Certains automobilistes continuent de mettre les vies d'enfants en danger, malgré les consignes, selon Gilles Laplante, de 417 Bus Line de Casselman.
Certains automobilistes continuent de mettre les vies d'enfants en danger, malgré les consignes, selon Gilles Laplante, de 417 Bus Line de Casselman.

Certains automobilistes continuent de mettre des vies en danger

Olivier Frégeau
EAP
Malgré la sensibilisation au sujet des règles entourant les autobus scolaires, des automobilistes continuent de mettre les vies d’enfants en danger.

«Non seulement ne pas respecter la signalisation routière des autobus scolaires coûte très cher en termes de points d’inaptitude et d’amendes, mais dans un autre contexte encore plus grave, si jamais une personne frappe un enfant en lui terminant ses jours, elle l’aura sur sa conscience pour le restant de sa vie », a déclaré Gilles Laplante, propriétaire et directeur de 417 Bus Line à Casselman.

Chaque semaine, celui-ci reçoit au moins deux plaintes de chauffeurs qui sont témoins de situations qui pourraient coûter la vie à des enfants. Parmi les différents cas, l’impatience des automobilistes est la problématique qui revient sur une base régulière. Ainsi, les fautifs tenteront par tous les moyens possibles de dépasser un autobus en pleine signalisation laissant le passage à des enfants.

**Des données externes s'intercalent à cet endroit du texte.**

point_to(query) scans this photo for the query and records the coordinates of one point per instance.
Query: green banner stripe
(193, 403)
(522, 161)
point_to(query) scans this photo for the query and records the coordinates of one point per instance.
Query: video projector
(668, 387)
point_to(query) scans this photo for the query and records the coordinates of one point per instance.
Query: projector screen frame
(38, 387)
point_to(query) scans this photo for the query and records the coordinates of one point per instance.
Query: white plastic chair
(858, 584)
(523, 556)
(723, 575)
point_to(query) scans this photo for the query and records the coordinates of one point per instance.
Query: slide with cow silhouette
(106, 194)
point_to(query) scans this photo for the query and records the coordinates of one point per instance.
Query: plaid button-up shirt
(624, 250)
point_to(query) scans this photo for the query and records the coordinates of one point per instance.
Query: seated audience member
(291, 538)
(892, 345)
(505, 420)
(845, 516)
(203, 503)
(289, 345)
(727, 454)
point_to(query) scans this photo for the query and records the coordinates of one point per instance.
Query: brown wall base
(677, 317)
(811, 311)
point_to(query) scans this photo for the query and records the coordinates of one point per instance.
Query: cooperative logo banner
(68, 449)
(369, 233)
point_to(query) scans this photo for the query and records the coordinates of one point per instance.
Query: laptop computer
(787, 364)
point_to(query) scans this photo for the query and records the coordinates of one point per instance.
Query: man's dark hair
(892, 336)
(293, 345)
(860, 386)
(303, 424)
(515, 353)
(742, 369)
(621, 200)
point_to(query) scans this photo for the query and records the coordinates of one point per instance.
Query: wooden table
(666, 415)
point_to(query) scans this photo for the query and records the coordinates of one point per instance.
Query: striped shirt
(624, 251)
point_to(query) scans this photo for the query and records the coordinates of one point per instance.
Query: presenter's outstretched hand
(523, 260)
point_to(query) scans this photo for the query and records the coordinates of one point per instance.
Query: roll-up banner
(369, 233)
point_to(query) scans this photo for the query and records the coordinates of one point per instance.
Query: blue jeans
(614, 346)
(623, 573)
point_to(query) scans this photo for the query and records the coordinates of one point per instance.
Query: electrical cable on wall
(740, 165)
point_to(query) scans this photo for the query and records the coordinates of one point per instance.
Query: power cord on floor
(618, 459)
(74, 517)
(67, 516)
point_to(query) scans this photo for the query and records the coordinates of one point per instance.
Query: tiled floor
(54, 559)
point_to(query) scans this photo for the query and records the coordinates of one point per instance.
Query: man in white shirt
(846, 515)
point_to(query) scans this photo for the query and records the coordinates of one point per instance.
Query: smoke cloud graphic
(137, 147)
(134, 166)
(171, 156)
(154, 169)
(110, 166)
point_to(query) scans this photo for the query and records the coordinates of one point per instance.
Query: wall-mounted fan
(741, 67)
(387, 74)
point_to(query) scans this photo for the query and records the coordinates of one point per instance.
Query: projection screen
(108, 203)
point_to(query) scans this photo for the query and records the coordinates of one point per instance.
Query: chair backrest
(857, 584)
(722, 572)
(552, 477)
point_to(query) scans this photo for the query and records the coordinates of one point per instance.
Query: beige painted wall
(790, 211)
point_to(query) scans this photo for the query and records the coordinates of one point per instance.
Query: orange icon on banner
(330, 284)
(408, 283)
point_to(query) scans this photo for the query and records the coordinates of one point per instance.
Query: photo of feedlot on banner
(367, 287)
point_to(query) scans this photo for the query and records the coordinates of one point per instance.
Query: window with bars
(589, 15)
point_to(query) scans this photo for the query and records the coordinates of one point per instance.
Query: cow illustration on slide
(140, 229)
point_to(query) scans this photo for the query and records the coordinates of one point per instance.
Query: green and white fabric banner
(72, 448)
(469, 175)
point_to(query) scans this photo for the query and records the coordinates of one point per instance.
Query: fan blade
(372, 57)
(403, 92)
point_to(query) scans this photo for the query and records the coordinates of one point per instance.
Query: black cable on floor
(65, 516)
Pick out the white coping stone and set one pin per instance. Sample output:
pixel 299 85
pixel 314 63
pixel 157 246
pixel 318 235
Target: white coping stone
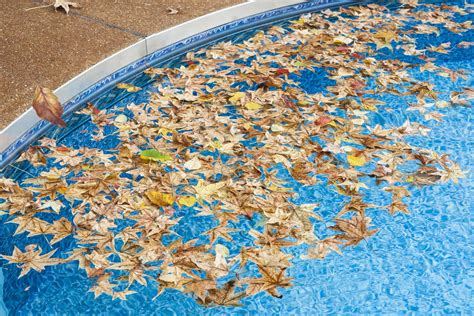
pixel 136 51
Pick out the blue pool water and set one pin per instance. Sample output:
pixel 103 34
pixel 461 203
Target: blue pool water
pixel 421 262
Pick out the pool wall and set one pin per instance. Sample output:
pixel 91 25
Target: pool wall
pixel 3 309
pixel 148 51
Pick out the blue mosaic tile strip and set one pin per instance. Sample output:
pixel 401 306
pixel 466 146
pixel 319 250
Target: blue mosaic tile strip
pixel 160 55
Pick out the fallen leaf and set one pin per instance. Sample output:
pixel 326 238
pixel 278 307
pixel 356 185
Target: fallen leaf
pixel 356 161
pixel 193 164
pixel 48 107
pixel 186 201
pixel 129 87
pixel 253 106
pixel 160 199
pixel 65 5
pixel 172 11
pixel 155 155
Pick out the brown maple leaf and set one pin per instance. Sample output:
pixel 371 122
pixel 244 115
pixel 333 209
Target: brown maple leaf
pixel 48 107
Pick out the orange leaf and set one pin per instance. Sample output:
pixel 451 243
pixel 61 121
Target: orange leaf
pixel 48 107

M. Laplante, dont l’entreprise dessert Prescott-Russell et la région d’Ottawa-Est, a raconté qu’il arrive que des contrevenants accélèrent au moment où un autobus active ses feux intermittents pour indiquer que les automobilistes doivent s’arrêter. D’autres tentent de passer un autobus au moment où les enfants finissent de traverser la rue, même si le bras d’arrêt et les feux sont en marche. Le propriétaire de 417 Bus Line a aussi mentionné que des conducteurs ont déjà dépassé un autobus dans une route achalandée d’une zone rurale par le côté droit, là où l’on retrouve la porte pour entrer dans le véhicule.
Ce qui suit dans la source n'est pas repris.